The family has been able to build a plastic roof and feed their daughter with the help of passers-by and church organisations. But Marlon’s wife has epilepsy and is in desperate need of medical assistance.
The hurricanes hit just as the region was struggling under the pressure of the Covid-19 pandemic. The lack of facemasks, the damage to hospitals and the overcrowding in the temporary shelters will make it even more difficult to fight the pandemic.
The families who lost their homes in the hurricanes urgently need safe and dignified places to live.
- In Honduras: 3.8 million people have been affected by Hurricanes Eta and Iota, and 61,000 homes have been destroyed. 95,000 people are still living in shelters one month after the storms, while communication and roads to an estimated 330,000 people have been cut.
- In Guatemala: 1.7 million people have been affected and 79,000 homes have been destroyed.
- Before the Covid-19 pandemic and the storms, the United Nations assessed that 5.2 million people were in need of humanitarian assistance in Honduras, El Salvador and Guatemala due to chronic violence, food insecurity and displacement.
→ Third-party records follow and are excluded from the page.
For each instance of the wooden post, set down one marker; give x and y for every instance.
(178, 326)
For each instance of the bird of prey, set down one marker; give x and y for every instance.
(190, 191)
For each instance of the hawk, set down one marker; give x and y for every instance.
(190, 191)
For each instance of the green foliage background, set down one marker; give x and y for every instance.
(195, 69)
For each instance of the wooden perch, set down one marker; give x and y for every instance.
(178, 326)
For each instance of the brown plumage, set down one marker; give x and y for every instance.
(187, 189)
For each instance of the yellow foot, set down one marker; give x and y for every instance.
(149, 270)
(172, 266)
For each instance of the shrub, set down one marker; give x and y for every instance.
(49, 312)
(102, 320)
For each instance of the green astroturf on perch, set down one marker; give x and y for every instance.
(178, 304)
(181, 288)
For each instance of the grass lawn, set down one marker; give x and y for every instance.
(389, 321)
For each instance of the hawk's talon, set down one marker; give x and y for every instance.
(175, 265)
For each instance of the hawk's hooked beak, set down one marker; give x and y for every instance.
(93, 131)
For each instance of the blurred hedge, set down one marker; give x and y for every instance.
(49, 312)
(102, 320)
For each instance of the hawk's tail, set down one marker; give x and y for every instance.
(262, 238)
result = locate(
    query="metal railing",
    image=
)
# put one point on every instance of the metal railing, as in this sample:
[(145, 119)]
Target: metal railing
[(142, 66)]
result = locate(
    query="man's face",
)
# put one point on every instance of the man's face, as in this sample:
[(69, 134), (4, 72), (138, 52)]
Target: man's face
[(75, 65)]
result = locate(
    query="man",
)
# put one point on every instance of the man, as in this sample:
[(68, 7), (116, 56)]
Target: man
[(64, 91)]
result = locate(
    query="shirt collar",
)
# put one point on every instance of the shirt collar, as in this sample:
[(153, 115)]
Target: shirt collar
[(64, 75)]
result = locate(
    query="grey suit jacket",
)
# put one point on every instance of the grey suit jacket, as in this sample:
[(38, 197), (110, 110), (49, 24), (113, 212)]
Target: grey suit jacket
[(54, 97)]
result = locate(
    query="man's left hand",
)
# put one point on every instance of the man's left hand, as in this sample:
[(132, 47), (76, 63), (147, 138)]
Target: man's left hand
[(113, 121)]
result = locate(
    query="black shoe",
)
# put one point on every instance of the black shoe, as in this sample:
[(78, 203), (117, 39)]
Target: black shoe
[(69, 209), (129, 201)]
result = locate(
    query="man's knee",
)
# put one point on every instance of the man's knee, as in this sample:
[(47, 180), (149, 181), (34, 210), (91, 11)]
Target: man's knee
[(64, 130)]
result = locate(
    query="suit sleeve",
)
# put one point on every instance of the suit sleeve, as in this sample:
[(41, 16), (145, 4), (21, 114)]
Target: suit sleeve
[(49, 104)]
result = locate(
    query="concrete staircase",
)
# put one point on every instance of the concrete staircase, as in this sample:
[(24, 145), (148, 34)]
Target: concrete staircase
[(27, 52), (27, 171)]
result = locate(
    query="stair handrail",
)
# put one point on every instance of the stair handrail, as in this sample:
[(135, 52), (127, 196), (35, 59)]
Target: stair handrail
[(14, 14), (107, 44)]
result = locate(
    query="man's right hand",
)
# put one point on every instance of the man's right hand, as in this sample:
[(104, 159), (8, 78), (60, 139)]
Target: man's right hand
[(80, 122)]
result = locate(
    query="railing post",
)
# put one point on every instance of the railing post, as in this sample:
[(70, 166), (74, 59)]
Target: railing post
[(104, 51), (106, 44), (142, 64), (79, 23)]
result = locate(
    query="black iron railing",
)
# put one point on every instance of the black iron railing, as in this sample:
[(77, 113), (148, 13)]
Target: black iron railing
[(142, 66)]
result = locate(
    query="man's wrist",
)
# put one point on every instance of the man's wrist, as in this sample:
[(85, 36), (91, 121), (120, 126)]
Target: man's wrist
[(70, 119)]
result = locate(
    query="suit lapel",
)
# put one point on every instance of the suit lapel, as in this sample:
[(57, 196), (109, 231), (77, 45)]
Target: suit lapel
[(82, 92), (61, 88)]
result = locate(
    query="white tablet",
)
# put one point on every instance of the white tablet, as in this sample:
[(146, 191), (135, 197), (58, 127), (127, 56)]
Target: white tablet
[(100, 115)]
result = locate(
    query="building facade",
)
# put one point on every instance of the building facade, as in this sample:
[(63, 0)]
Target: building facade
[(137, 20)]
- The 2020 season closed as the most active hurricane season ever recorded, with 30 named storms, including 13 hurricanes and six major hurricanes – according to OCHA’s Humanitarian Snapshot of 4 December 2020.
- Criminal groups have already started to exploit the situation, blocking aid agencies from accessing communities and extorting people as they try to return home.
- New caravans of women, men and children are forming, as people try to flee the region because of the worsening situation. There is a risk that Covid-19 and other diseases, such as dengue, will spread.
- In 1998, the world came to the rescue of Honduras and Nicaragua after Hurricane Mitch. Now, 22 years later, Eta and Iota have caused similar devastation, yet the region has been neglected by the international community.